Unified Modeling Enhanced Multimodal Learning for Precision Neuro-Oncology
Huahui Yi, Xiaofei Wang, Kang Li, Chao Li
TL;DR
The paper addresses precision neuro-oncology by fusing histopathology and genomics through Unified Modeling Enhanced Multimodal Learning (UMEML), which employs a hierarchical attention structure to capture both shared and complementary information. It introduces two unimodal encoders (pathology and genomics) and a Unified Multimodal Decoder, augmented by a query-based cross-attention that clusters pathology patches into prototypes, a prototype assignment with a modularity loss $\mathcal{L}_{\text{modularity}} = -\frac{1}{2e}\big(\alpha \mathrm{Tr}(W (S^p)^T S^p) + \beta \mathrm{Tr}(W (S^g)^T S^g)\big)$ and a total loss $\mathcal{L}_{\text{total}} = \mathcal{L}_{\text{objective}} + \gamma \mathcal{L}_{\text{modularity}}$, plus a registration mechanism with learnable tokens. It demonstrates state-of-the-art results on TCGA GBM-LGG across glioma grading, classification, and survival (e.g., grading Acc 0.7756, AUC 0.9212; classification Acc 0.7514, AUC 0.9594; survival c-index 0.8396).
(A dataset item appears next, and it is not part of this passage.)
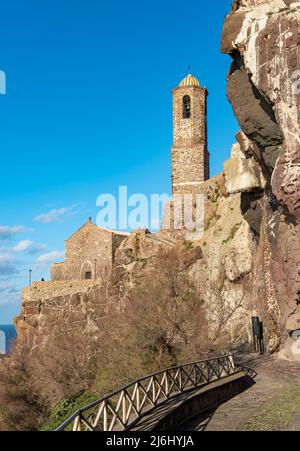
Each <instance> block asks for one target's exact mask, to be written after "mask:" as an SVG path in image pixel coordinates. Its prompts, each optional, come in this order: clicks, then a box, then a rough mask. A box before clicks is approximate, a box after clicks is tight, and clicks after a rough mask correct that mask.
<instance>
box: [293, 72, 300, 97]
mask: <svg viewBox="0 0 300 451" xmlns="http://www.w3.org/2000/svg"><path fill="white" fill-rule="evenodd" d="M292 93H293V95H294V96H298V95H300V70H295V72H293V74H292Z"/></svg>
Ablation studies confirm the importance of modularity loss, the Unified Multimodal Decoder, and the register tokens. This work advances multimodal fusion for precision neuro-oncology and suggests paths for handling missing modalities in the future.
Abstract
Multimodal learning, integrating histology images and genomics, promises to enhance precision oncology with comprehensive views at microscopic and molecular levels. However, existing methods may not sufficiently model the shared or complementary information for more effective integration. In this study, we introduce a Unified Modeling Enhanced Multimodal Learning (UMEML) framework that employs a hierarchical attention structure to effectively leverage shared and complementary features of both modalities of histology and genomics. Specifically, to mitigate unimodal bias from modality imbalance, we utilize a query-based cross-attention mechanism for prototype clustering in the pathology encoder. Our prototype assignment and modularity strategy are designed to align shared features and minimizes modality gaps. An additional registration mechanism with learnable tokens is introduced to enhance cross-modal feature integration and robustness in multimodal unified modeling. Our experiments demonstrate that our method surpasses previous state-of-the-art approaches in glioma diagnosis and prognosis tasks, underscoring its superiority in precision neuro-Oncology.